Гамбург, порт, борт судна «Швабенланд»

01 декабря 1938 г., около девяти утра.
   – И что бы это такое могло быть? – задумчиво произнес капитан Альфред Ритшер, вертя в руках запечатанный конверт, надпись на котором гласила: «А. Ритшеру. Лично. Секретно».
   Бывалый полярник в своей жизни повидал всякого – и красочные переливы северного сияния, и сверкающие в арктическом солнце, ярком, но не согревающем, айсберги, похожие на огромные сахарные головы, и обжигающие серые валы штормов Ледовитого океана, и даже Северный полюс он видел неоднократно. А вот того, чтобы секретные приказы привозили на грузовике, да еще загруженном, видеть ему еще не доводилось.

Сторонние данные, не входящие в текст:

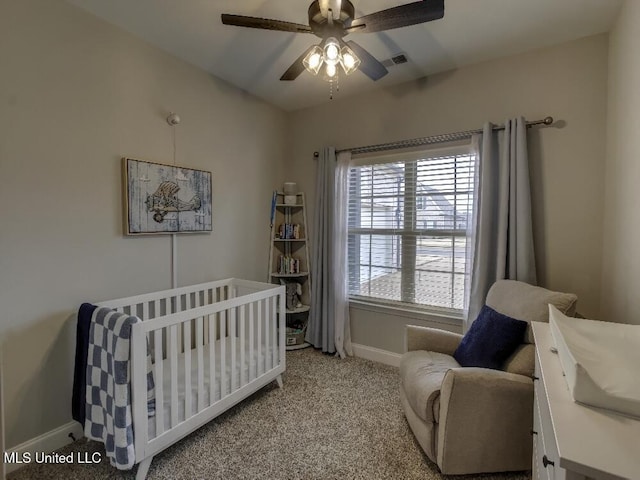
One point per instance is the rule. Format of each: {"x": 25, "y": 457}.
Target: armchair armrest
{"x": 431, "y": 339}
{"x": 486, "y": 418}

   Нет, ничего такого уж экстраординарного в доставке оборудования, пусть и секретного, на экспедиционное судно, не было. Ничего странного не было и в том, что к оному оборудованию прилагался приказ или инструкция. Странным было отсутствие вооруженного сопровождения у такого груза, а еще более странным – звание водителя. Что, интересно, могли прислать на «Швабеланд» такого, что баранку вынужден крутить аж целый штурмбанфюрер?

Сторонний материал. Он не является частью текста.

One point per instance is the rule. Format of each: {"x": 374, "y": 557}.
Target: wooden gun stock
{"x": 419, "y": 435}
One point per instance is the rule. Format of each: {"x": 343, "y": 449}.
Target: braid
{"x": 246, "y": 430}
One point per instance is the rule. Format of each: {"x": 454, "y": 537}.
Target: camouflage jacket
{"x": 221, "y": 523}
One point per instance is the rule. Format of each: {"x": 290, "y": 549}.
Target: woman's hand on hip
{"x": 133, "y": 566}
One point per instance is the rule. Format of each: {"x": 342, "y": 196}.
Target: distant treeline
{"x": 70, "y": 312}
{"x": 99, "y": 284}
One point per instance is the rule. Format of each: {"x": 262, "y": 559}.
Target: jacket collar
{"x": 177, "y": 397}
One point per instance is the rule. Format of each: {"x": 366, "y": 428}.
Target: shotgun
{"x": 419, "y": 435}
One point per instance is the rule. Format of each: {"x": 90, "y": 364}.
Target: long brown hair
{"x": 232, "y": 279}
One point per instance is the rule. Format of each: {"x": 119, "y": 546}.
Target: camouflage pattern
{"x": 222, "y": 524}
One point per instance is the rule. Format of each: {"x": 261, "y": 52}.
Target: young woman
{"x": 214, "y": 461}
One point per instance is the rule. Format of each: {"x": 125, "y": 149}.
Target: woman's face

   – Вам известно содержимое пакета, герр?.. – поинтересовался Ритшер у курьера.
   Эта история с экспедицией в Антарктиду с каждым днем пахла все более и более мерзко, и теперь, за какие-то две недели до ее начала, новые сюрпризы были нужны капитану, как собаке пятая нога.
   – Ран. Отто Ран, – изволил представиться штурмбанфюрер. – В общих чертах – да.
   Альфред кивнул, принял к сведению, мол, и распечатал, наконец, конверт.
   – Занятные вещи пишет рейхсфюрер, надо сказать, – произнес он, ознакомившись с содержимым пакета. – Хотел бы я разделять его уверенность в существовании этих «горячих подземных рек» и «геотермальных оазисов» – слово-то какое, а? Ладно, подгоняйте эти ваши «противолодочные градусники» на разгрузку, а я пока распоряжусь подготовить вам кубрик. За вещами куда посылать?
   – Да, собственно, никуда, – белозубо улыбнулся Ран. – Я еще после Испании чемоданы не успел разобрать, они в машине.
   – Да? – Ритшер скептически оглядел зимнюю униформу эсэсовца. – Тогда дам вам пару советов, если позволите. Во-первых, хорошенько отдохните эти последние перед отплытием дни. А во-вторых, советую озаботиться приобретением очень теплой одежды. В Антарктиде, знаете ли, несколько прохладнее, чем в Испании. Порт мы покидаем семнадцатого числа, отставших и опоздавших не ждем.

Киль, Военно-морское училище

15 декабря 1938 г., четыре часа дня
   – Слушай, а ты вот прям так-таки совсем ничего не помнишь? – морской кадет Отто Вермаут, сосед Карла по кубрику, с интересом глядел на новичка. – Как же ты учиться станешь-то?
   Молодой человек тяжело вздохнул. В конце концов, не каждый день можно встретить парня его возраста с полной потерей памяти.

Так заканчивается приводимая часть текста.